This project introduces crowdprogramming, an approach that fully integrates human and digital computation. In crowdprogramming, humans are modeled as function calls in a standard programming language. This approach lets programmers focus on programming logic, while the crowdprogramming runtime system manages the critical tradeoffs between cost, time, and data quality. Crowdprogramming will dramatically lower the barriers to harnessing human computational power. It will enable a rich new class of applications that divide labor between digital and human computations, where computers and humans do the work each does best. It will enable complex orchestration of human computations, automatically control quality to maintain high accuracy and avoid fraud, and schedule tasks and adjust payments to maximize speed while staying within budget. By streamlining the incorporation of human labor into computation, crowdprogramming has the potential to add an entirely new job sector to the economy.
PROJECT OUTCOMES REPORT
Disclaimer
This Project Outcomes Report for the General Public is displayed verbatim as submitted by the Principal Investigator (PI) for this award. Any opinions, findings, and conclusions or recommendations expressed in this Report are those of the PI and do not necessarily reflect the views of the National Science Foundation; NSF has not approved or endorsed its content.

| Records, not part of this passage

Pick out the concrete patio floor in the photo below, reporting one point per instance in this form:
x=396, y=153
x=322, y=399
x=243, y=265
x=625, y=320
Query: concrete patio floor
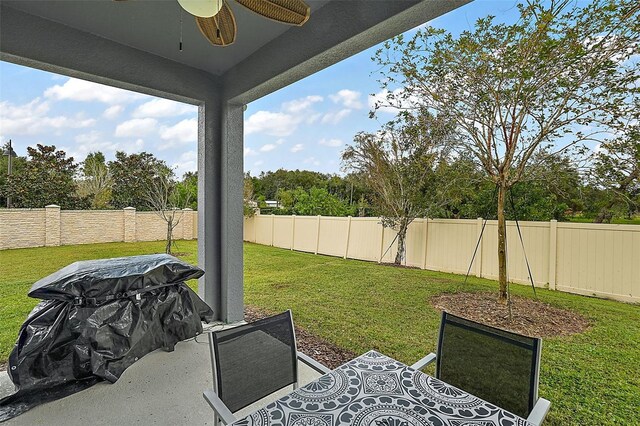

Humans can easily perform many tasks that remain difficult or impossible for computers. For example, humans are far better than computers at performing tasks like vision, motion planning, and natural language understanding. Most researchers expect these tasks to remain beyond the reach of computers for the foreseeable future.
This research explores an approach called crowdprogramming that makes it possible to write computer programs that integrate digital and human-based computation. In effect, crowdprogramming makes it possible to “program with people.” Crowdprogramming opens up the possibility for an entirely new class of computer applications, where computers and humans perform the work each does best. It can dramatically increase the scope and scale of computations available to ordinary programmers. By streamlining the incorporation of human labor into computation, crowdprogramming even has the potential to add a whole new class of jobs to the economy.
We designed and implemented the first completely automatic crowdprogramming system, which we call AutoMan. AutoMan makes it easy to incorporate human-based computation directly into a standard programming language, and eliminates the barriers that make integrating human computation challenging.
AutoMan leverages crowdsourcing systems that streamline the process of hiring humans to perform computational tasks. AutoMan uses the most popular of these systems, Amazon’s Mechanical Turk, a web-based platform that matches employers with employees who perform “human intelligence tasks.”
A programmer using AutoMan simply describes the task to be performed, which can be a multiple-choice question or a fill-in-the-blank form. Behind the scenes, AutoMan handles all of the details of performing human computation automatically.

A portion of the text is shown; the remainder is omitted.